A fluorescent probe based on visible light-emitting functionalized Graphene Quantum dots for the sensitive and selective detection of Pb (II) ions

We demonstrate a functionalization strategy to improve the basic fluorescence properties and to systematically customize the bandgap properties of Graphene quantum dots (GQD) by functionalization with a well-known fluorophore called Dithienopyrrole derivative (DTPAN) whereby making them adequately acceptable for the suitable promising applications. We observed that the functionalization with DTPAN not only shifts the photoluminescence spectrum but also enhances the other inherent fluorescence properties. The functionalized material (DTPAN-fn-GQD) is used for the sensitive detection of Pb2+ ions in aqueous media.
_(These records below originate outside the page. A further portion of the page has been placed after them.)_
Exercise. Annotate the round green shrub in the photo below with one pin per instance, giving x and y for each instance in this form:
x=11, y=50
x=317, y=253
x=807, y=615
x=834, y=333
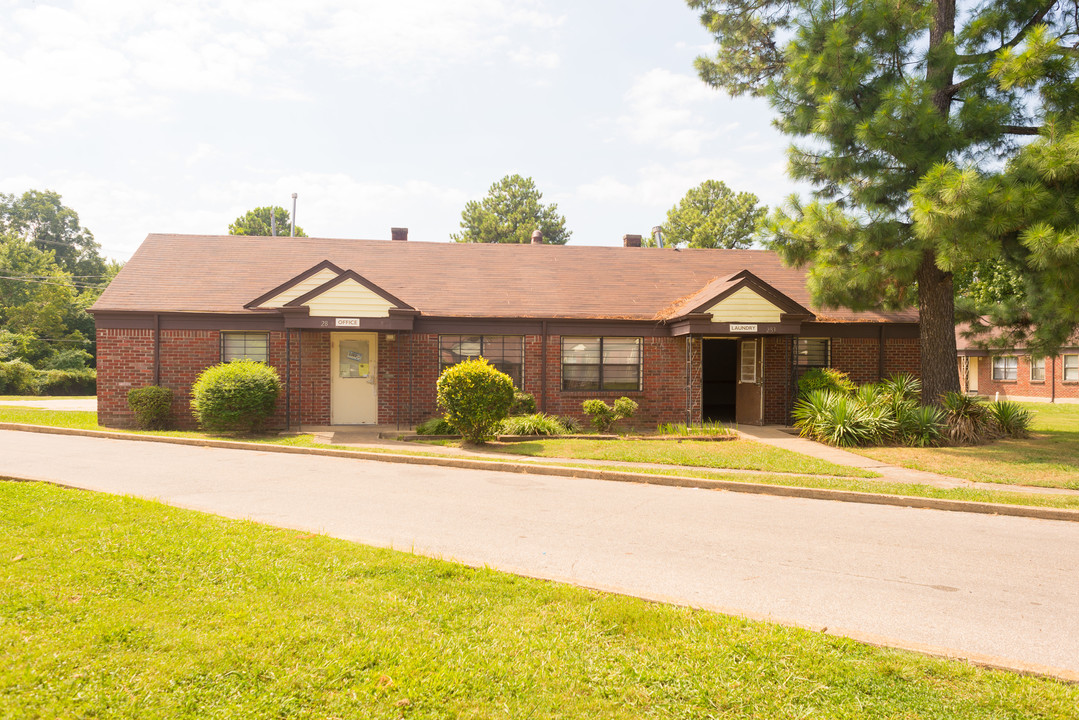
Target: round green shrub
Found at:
x=238, y=395
x=151, y=405
x=476, y=398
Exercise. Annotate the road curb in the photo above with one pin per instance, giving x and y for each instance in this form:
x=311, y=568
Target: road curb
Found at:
x=611, y=475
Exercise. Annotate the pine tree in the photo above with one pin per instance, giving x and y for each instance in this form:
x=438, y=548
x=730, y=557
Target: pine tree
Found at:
x=881, y=92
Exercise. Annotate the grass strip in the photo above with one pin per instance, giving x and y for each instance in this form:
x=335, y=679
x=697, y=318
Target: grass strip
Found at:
x=121, y=608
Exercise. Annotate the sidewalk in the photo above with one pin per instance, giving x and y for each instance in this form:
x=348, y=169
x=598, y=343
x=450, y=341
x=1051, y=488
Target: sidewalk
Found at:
x=369, y=437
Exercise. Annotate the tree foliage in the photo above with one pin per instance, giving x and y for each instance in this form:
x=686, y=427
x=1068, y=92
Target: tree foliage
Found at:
x=712, y=215
x=509, y=214
x=39, y=218
x=258, y=222
x=1023, y=225
x=881, y=92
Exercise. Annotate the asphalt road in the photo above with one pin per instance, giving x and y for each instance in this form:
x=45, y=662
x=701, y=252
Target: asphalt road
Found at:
x=997, y=589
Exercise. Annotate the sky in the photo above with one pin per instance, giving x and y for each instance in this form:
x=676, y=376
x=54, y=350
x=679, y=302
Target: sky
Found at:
x=177, y=117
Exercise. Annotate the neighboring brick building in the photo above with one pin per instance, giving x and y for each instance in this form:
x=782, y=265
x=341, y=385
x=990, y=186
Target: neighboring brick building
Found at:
x=1015, y=375
x=360, y=329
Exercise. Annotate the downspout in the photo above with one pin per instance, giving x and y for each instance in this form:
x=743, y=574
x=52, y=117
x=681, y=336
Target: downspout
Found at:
x=543, y=370
x=156, y=349
x=881, y=353
x=288, y=379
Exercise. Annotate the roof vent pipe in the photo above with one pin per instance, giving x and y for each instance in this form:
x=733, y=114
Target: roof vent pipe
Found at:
x=657, y=235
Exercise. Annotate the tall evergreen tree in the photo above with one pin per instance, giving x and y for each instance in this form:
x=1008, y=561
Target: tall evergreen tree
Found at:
x=881, y=92
x=509, y=214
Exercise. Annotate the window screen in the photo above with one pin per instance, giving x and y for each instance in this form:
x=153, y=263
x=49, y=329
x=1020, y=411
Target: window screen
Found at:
x=1038, y=369
x=601, y=364
x=505, y=352
x=245, y=345
x=1005, y=368
x=815, y=352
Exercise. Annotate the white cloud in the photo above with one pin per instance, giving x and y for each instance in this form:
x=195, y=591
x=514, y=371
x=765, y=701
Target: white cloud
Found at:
x=134, y=56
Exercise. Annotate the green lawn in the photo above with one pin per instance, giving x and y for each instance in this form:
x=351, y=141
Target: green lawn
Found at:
x=120, y=608
x=1050, y=458
x=732, y=454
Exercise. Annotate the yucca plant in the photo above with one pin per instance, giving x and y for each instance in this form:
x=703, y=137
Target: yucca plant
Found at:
x=967, y=418
x=902, y=386
x=1011, y=419
x=922, y=426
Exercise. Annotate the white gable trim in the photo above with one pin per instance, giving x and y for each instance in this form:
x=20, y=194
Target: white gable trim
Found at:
x=303, y=287
x=745, y=306
x=350, y=299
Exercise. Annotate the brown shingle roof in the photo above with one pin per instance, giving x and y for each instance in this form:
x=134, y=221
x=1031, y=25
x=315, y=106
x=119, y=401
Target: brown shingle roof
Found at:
x=221, y=273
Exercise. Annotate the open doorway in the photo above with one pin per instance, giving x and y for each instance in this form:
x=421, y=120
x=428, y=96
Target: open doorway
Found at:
x=719, y=377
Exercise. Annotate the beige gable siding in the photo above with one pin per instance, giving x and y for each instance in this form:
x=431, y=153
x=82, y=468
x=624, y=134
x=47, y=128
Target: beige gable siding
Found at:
x=319, y=277
x=349, y=299
x=745, y=306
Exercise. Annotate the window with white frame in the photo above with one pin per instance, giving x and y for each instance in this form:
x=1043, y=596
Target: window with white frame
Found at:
x=814, y=352
x=245, y=345
x=505, y=352
x=1070, y=368
x=1037, y=369
x=601, y=364
x=1005, y=367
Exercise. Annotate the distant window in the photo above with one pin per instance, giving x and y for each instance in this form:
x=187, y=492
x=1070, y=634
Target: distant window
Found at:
x=245, y=345
x=1037, y=369
x=601, y=364
x=1070, y=368
x=815, y=352
x=1006, y=367
x=505, y=352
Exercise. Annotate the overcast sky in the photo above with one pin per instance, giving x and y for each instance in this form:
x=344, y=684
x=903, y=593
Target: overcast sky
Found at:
x=152, y=116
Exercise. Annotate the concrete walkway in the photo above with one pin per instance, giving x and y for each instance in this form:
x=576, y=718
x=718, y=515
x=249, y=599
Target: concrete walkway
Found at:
x=85, y=404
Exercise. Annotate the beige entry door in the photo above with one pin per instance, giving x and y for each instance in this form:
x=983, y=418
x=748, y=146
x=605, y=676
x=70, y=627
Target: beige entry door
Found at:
x=354, y=375
x=750, y=366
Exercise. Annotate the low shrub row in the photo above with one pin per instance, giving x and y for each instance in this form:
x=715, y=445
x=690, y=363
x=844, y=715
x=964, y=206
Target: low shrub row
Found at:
x=21, y=378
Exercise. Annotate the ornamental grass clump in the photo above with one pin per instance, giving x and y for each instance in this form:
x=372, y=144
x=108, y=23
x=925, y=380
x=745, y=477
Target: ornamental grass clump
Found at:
x=536, y=423
x=151, y=405
x=238, y=395
x=476, y=398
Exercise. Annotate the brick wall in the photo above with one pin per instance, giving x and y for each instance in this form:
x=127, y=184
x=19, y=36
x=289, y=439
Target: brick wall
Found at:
x=1053, y=388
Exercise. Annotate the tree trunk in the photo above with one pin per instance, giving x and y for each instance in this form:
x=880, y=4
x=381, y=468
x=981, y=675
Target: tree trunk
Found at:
x=940, y=372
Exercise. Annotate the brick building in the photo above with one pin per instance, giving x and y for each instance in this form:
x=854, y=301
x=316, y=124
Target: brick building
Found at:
x=1015, y=375
x=360, y=329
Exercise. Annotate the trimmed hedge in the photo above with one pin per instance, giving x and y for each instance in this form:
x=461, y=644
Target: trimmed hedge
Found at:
x=151, y=405
x=476, y=398
x=238, y=395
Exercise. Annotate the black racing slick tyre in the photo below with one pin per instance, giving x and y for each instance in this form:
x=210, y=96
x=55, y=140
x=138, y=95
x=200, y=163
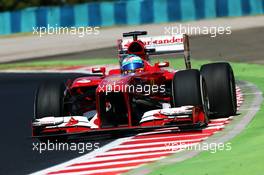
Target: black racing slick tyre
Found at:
x=220, y=82
x=188, y=88
x=49, y=100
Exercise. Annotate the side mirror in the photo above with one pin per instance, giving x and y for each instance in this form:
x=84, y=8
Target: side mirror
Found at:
x=162, y=64
x=99, y=70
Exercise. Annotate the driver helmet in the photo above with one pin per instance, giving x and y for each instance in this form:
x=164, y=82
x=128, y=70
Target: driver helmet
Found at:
x=131, y=64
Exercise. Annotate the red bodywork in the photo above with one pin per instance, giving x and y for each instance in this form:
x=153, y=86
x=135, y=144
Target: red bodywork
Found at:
x=151, y=75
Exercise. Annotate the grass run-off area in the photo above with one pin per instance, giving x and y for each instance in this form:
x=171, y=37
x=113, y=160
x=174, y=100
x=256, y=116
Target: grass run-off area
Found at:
x=247, y=153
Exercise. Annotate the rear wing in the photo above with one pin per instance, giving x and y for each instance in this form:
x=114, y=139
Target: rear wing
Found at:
x=155, y=45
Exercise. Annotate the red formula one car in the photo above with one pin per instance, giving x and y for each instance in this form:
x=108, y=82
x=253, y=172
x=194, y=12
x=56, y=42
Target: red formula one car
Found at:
x=138, y=95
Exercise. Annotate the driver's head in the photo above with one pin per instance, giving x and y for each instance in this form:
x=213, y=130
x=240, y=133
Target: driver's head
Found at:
x=131, y=64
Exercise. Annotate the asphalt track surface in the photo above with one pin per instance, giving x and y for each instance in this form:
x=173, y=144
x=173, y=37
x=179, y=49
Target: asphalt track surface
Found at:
x=16, y=149
x=17, y=97
x=241, y=46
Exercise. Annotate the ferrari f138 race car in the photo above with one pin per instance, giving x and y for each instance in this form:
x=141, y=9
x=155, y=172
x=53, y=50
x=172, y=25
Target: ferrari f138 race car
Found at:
x=137, y=95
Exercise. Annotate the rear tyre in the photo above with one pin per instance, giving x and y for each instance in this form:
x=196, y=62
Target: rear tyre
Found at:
x=188, y=88
x=220, y=82
x=49, y=100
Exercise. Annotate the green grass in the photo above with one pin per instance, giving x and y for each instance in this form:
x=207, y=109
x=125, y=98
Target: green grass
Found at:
x=247, y=154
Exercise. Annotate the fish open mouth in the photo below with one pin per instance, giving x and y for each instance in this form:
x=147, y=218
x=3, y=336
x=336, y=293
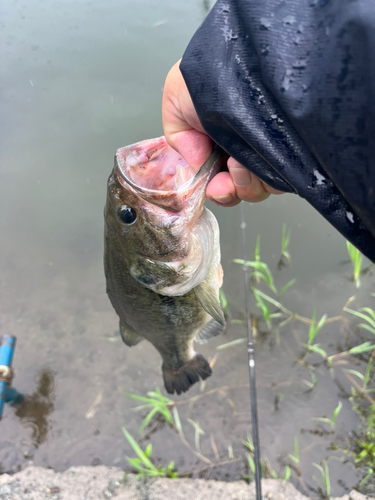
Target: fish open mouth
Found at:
x=154, y=165
x=159, y=175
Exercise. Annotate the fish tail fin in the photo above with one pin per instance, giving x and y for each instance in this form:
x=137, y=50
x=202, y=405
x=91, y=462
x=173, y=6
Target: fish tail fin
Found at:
x=182, y=379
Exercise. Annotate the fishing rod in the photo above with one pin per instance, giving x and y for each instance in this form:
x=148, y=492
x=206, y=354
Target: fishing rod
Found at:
x=250, y=350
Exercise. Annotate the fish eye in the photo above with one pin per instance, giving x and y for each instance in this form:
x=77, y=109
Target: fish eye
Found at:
x=127, y=215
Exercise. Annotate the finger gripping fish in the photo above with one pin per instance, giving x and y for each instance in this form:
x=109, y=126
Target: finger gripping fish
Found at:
x=162, y=256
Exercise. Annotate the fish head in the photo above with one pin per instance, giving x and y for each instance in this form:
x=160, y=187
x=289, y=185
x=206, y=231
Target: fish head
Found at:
x=154, y=213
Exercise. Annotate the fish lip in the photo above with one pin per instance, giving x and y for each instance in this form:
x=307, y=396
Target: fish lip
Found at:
x=175, y=203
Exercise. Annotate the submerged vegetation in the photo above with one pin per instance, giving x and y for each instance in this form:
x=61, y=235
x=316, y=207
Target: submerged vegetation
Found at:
x=358, y=448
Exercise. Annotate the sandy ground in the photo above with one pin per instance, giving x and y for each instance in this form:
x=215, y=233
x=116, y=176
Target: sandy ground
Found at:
x=100, y=482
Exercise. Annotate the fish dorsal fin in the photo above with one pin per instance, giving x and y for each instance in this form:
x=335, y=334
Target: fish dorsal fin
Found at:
x=209, y=301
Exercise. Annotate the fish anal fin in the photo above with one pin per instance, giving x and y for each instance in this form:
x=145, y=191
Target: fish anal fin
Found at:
x=128, y=335
x=208, y=331
x=183, y=378
x=210, y=301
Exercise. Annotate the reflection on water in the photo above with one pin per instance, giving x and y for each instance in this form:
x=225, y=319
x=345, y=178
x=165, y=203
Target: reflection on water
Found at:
x=35, y=408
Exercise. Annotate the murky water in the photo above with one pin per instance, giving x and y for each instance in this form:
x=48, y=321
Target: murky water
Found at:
x=81, y=79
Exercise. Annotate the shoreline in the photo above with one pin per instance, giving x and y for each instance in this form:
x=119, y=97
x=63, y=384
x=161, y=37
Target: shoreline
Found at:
x=102, y=482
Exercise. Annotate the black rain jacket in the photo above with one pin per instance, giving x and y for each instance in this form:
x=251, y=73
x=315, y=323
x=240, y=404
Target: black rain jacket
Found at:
x=288, y=89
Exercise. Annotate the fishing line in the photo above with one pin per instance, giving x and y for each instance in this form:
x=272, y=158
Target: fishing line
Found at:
x=250, y=350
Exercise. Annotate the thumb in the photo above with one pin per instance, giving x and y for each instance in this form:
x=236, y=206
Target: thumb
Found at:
x=182, y=128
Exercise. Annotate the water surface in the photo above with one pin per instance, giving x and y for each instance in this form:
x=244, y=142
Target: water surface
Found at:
x=81, y=79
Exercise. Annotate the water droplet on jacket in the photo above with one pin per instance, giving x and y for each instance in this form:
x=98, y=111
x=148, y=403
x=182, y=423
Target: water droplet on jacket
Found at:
x=265, y=23
x=289, y=20
x=300, y=64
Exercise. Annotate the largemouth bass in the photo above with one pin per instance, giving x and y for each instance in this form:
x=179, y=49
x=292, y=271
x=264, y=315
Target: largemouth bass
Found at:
x=162, y=256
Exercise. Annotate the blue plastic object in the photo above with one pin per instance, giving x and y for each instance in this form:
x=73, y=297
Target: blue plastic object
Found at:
x=7, y=395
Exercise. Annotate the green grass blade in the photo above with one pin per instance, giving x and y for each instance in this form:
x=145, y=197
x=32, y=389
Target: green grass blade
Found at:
x=367, y=327
x=230, y=344
x=366, y=346
x=336, y=412
x=138, y=450
x=360, y=315
x=285, y=287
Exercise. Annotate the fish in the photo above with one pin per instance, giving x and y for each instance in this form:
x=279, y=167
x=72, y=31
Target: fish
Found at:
x=162, y=256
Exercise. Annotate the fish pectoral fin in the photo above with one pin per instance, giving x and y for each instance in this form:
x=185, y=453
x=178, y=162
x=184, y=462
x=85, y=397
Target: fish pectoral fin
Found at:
x=128, y=335
x=209, y=330
x=181, y=379
x=210, y=302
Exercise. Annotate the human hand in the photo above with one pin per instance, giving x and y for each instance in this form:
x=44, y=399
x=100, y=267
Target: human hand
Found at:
x=184, y=132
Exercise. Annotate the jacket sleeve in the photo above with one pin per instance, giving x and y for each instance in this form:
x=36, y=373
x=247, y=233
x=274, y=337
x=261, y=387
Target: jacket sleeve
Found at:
x=288, y=89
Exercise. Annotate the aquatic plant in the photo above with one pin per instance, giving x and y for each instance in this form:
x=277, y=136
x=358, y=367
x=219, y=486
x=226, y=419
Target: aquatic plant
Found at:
x=356, y=258
x=295, y=457
x=331, y=421
x=143, y=464
x=284, y=254
x=157, y=403
x=324, y=472
x=369, y=317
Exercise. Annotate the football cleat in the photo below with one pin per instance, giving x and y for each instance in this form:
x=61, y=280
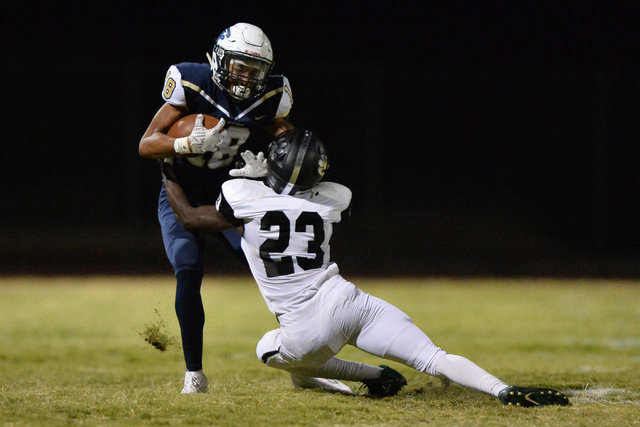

The detection of Pb2+ within the linear range of 0.5–40 nM was obtained with a limit of detection of 0.25 nM. Stern–Volmer analysis suggests that both static and dynamic mechanisms are active for the quenching process and further the Cyclic Voltammetry measurements along with DFT calculations of DTPAN-fn-GQD recommend the possibility of electron transfer from the HOMO of DTPAN to the LUMO of GQD upon photoexcitation. However, the presence of Pb2+ metal ions will perturbate this charge transfer process and lead to quenching of fluorescence. The sensor was applied efficiently to the determination of Pb2+ ions in real water samples. Paper strips based on the developed fluorescent probe were shown to be useful for rapid visual sensing, which can expand its potential ability for developing simple analytical devices.